Gubernur DKI Jakarta, Pramono Anung, menegaskan bahwa seluruh korban banjir di ibu kota akan mendapatkan layanan kesehatan secara cuma-cuma. Fasilitas kesehatan milik Pemerintah Provinsi DKI Jakarta, termasuk 44 puskesmas, 292 puskesmas pembantu, dan 31 rumah sakit umum daerah (RSUD), siap memberikan pelayanan bagi warga yang terdampak bencana.
“Untuk yang terdampak banjir kalau di Jakarta semuanya gratis.
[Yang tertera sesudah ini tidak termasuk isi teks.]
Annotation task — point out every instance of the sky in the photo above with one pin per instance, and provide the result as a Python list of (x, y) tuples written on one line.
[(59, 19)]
Karena semuanya bisa di ini di puskesmas yang ada di Jakarta 44, Kemudian pembantu puskesmas 292 dan rumah sakit juga 31 semuanya kalau ada korban terdampak banjir maka kami gratiskan,” ujar Pramono di Kawasan Jakarta Utara, Selasa (27/1/2026).
Pencegahan Leptospirosis
Di samping itu, Pemerintah Provinsi DKI Jakarta menyatakan kesiapannya dalam melakukan pencegahan terhadap penyakit leptospirosis, yang juga dikenal sebagai kencing tikus. Hingga saat ini, belum ada kasus penyakit tersebut yang ditemukan di wilayah Jakarta.
“Kencing tikus dan itu ternyata di Jakarta belum ada. Toh kalau ada, kami pasti akan secara preventif melakukan pencegahan terhadap itu dan siap untuk itu, kalau ada,” ungkapnya.
Upaya Teknis Penanganan Banjir
Lebih lanjut, Pramono Anung juga menyinggung berbagai upaya teknis yang dilakukan oleh Pemprov DKI Jakarta dalam menangani banjir. Salah satunya adalah normalisasi Sungai Cakung Lama di Kelapa Gading. Program ini diharapkan dapat secara signifikan meminimalkan risiko terjadinya banjir di area tersebut.